Stopping the spam flood
Following a recent flood of comment spam last week, I’ve decided to tighten up on my blog commenting policy. I’m now limiting comments to two hyperlinks each, which must not be in BBCode format. WordPress doesn’t use BBCode anyway, and I’ve never seen a genuine comment on anybody’s blog which contains more than one hyperlink, so I don’t think this is going to be a problem.
I’m also going to close comments and trackbacks right across the board to any IP address which has three comments pending moderation in my spam queue or which gets trapped by Bad Behavior three times in a week. In practice, it’s not likely to affect you unless you are running a spam bot on your computer or network.

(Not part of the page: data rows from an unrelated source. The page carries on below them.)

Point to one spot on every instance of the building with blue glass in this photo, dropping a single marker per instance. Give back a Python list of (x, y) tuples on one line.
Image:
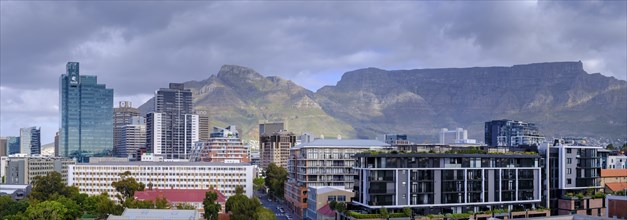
[(30, 140), (86, 113)]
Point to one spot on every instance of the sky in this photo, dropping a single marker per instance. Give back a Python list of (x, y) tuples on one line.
[(137, 47)]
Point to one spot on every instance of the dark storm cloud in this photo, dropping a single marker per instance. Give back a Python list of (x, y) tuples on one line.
[(137, 47)]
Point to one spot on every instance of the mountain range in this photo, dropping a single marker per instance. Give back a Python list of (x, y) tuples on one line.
[(560, 97)]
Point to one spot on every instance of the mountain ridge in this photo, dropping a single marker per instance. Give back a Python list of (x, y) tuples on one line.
[(559, 96)]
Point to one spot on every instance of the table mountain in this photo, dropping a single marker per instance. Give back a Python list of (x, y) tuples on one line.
[(240, 96), (560, 97)]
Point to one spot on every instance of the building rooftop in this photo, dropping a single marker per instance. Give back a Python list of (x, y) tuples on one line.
[(163, 163), (178, 195), (614, 173), (326, 189), (157, 214), (326, 211), (347, 143), (615, 187)]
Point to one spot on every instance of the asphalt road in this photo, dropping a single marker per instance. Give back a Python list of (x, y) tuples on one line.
[(273, 205)]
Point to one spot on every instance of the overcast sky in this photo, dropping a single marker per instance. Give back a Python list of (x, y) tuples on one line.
[(137, 47)]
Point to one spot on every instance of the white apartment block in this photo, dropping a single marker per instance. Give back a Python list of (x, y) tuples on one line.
[(95, 179)]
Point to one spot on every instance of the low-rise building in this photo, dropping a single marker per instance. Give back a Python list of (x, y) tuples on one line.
[(157, 214), (193, 197), (23, 169), (614, 180), (16, 192), (432, 183), (95, 179), (616, 206), (319, 197)]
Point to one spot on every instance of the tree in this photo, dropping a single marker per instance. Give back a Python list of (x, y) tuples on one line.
[(264, 214), (47, 210), (127, 186), (185, 206), (10, 207), (73, 210), (275, 179), (211, 206)]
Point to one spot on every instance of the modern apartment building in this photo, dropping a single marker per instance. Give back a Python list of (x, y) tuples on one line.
[(172, 129), (574, 169), (432, 183), (22, 170), (510, 133), (30, 141), (320, 196), (122, 116), (132, 138), (275, 148), (323, 162), (616, 162), (96, 178), (224, 146), (86, 114)]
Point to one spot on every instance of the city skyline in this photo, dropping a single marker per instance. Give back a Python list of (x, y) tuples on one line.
[(121, 49)]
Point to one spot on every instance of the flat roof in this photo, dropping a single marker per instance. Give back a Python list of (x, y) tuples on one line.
[(349, 143), (163, 163), (445, 155)]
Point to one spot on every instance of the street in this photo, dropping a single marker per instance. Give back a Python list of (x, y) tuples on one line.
[(273, 206)]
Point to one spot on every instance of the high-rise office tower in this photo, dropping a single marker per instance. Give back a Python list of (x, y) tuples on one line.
[(56, 144), (224, 146), (30, 140), (133, 137), (172, 129), (86, 113), (270, 127), (3, 147), (275, 148), (121, 117), (13, 145), (511, 133), (203, 125)]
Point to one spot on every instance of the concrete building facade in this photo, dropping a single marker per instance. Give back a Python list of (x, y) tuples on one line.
[(275, 148), (323, 162), (96, 178)]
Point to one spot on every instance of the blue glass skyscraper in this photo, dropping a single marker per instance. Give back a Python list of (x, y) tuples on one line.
[(86, 109)]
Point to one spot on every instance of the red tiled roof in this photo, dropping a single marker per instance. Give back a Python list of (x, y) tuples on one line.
[(614, 173), (326, 211), (615, 187), (177, 195)]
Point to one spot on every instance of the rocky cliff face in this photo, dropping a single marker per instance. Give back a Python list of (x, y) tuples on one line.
[(240, 96), (560, 97)]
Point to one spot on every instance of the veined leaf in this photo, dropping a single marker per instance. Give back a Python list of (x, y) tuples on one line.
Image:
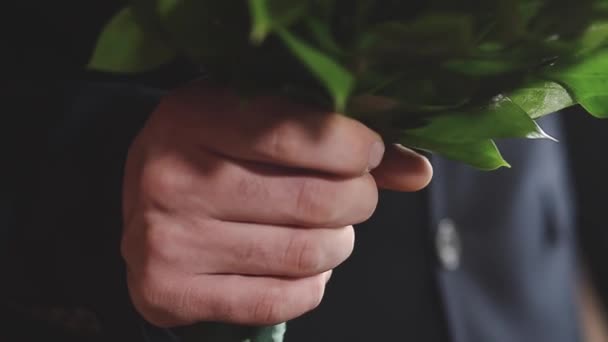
[(124, 47), (587, 80), (502, 118), (268, 15), (541, 98), (336, 78), (482, 154), (594, 37)]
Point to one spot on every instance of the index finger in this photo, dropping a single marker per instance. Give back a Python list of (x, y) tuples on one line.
[(272, 130)]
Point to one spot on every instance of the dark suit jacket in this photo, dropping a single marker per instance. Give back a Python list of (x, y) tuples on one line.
[(476, 257)]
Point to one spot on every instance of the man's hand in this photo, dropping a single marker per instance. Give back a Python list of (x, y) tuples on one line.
[(237, 212)]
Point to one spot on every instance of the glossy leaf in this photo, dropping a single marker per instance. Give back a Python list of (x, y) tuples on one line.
[(483, 154), (268, 15), (541, 98), (587, 79), (336, 78), (501, 118), (124, 47)]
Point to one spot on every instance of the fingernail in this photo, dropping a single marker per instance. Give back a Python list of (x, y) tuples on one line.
[(376, 153), (328, 276)]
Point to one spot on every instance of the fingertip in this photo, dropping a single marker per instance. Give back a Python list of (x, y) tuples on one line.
[(403, 169)]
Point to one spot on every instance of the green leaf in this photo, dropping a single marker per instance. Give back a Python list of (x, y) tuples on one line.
[(483, 155), (208, 31), (541, 98), (430, 35), (222, 332), (587, 79), (336, 79), (124, 47), (269, 15), (322, 34), (594, 37), (502, 118)]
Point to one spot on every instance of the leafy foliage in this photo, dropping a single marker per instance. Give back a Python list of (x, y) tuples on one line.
[(457, 74)]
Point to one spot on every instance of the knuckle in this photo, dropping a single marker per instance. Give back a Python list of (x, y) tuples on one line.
[(153, 301), (268, 307), (279, 144), (370, 199), (311, 203), (161, 176), (252, 188), (303, 256)]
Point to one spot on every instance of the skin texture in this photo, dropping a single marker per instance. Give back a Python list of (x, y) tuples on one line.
[(238, 212)]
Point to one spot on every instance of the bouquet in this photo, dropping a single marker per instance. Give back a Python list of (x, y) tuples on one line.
[(445, 76)]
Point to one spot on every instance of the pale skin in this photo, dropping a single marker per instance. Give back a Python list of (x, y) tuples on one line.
[(239, 213)]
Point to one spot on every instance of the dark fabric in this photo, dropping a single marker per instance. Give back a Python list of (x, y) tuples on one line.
[(387, 290), (515, 281), (589, 137), (66, 143), (517, 278), (65, 224)]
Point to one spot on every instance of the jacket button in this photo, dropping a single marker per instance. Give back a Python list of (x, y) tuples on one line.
[(448, 245)]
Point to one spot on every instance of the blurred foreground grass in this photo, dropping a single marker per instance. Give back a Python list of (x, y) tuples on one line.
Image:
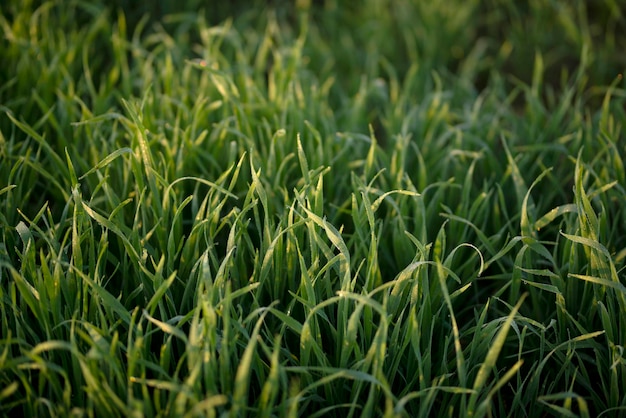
[(377, 208)]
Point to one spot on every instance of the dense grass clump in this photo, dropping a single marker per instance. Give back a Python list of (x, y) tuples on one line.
[(381, 208)]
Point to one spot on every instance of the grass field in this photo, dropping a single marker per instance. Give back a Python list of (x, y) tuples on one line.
[(372, 208)]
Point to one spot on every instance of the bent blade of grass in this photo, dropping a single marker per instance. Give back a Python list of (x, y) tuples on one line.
[(492, 356), (244, 370)]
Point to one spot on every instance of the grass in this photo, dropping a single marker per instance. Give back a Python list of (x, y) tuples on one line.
[(382, 209)]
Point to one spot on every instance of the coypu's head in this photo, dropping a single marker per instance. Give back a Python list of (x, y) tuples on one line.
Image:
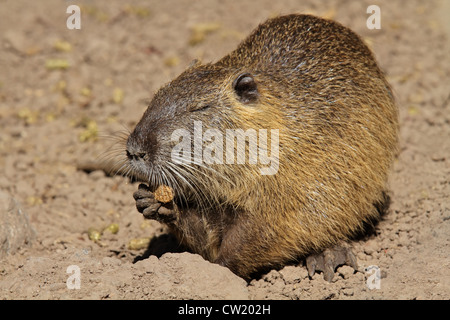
[(186, 122)]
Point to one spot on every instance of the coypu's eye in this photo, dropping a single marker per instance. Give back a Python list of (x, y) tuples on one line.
[(246, 88)]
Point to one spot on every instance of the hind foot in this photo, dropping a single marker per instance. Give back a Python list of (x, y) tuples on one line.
[(152, 208), (329, 260)]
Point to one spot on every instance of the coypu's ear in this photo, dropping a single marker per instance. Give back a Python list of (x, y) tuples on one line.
[(245, 87)]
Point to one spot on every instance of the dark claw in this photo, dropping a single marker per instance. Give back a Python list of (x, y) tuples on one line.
[(151, 208), (329, 260), (143, 192)]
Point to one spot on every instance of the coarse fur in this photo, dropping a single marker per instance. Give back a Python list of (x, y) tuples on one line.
[(317, 83)]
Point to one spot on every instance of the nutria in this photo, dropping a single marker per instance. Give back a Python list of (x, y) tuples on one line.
[(318, 87)]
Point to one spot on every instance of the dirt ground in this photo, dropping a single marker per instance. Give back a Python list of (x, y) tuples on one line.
[(65, 93)]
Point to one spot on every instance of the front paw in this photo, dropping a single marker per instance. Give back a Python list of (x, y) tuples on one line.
[(152, 208)]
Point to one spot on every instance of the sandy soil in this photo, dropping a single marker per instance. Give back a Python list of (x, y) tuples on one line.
[(65, 93)]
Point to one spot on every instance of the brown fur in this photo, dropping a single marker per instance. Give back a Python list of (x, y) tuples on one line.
[(321, 87)]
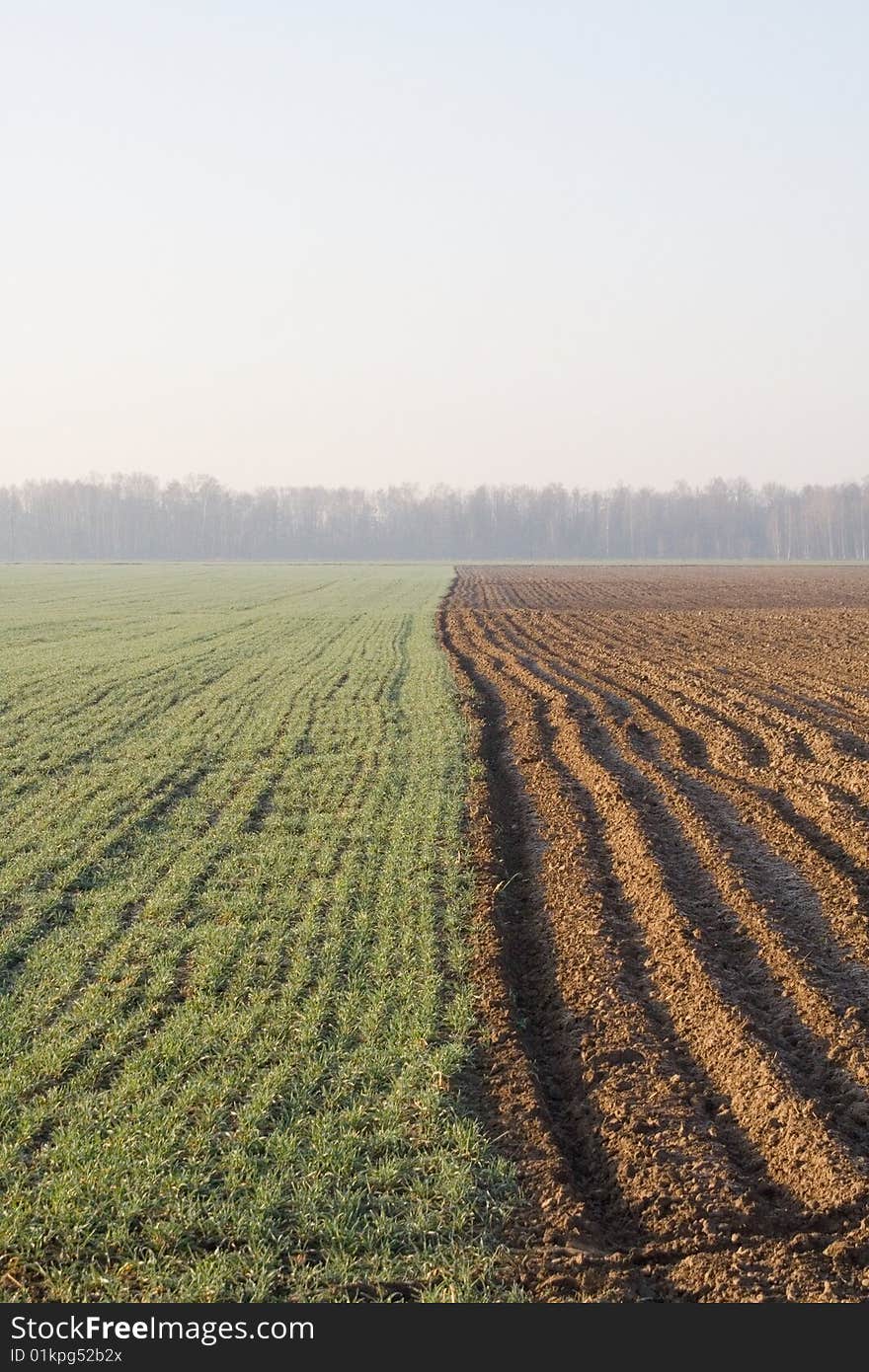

If you want to do something similar on your own blog, it’s handled by the the latest version (1.3) of Comment Timeout. Note that this is still in alpha, so use it at your own risk. It’s configurable as before, so you can set it to allow three — or more — hyperlinks if you prefer.
Actually, two to three links in a comment is VERY common, as people often want to point to one or two sites and then put their site in for a signature, which is really not proper manners since the comment form and presentation does that for them. Why be redundant?
Still, I see a lot of two-three links in a good comment, so be careful. If your blog doesn’t encourage comments, or comments with links to recommendations or other information on a regular basis, then this is a good attitude to take. For others, it isn’t.
Just FYI.
Good point, but I do think there needs to be some kind of limit. I found that in a random sample of thirty spam comments, one had two hyperlinks, one had four, and all the rest had five or more. I’ve set it to four for the time being and I’ll see how it goes.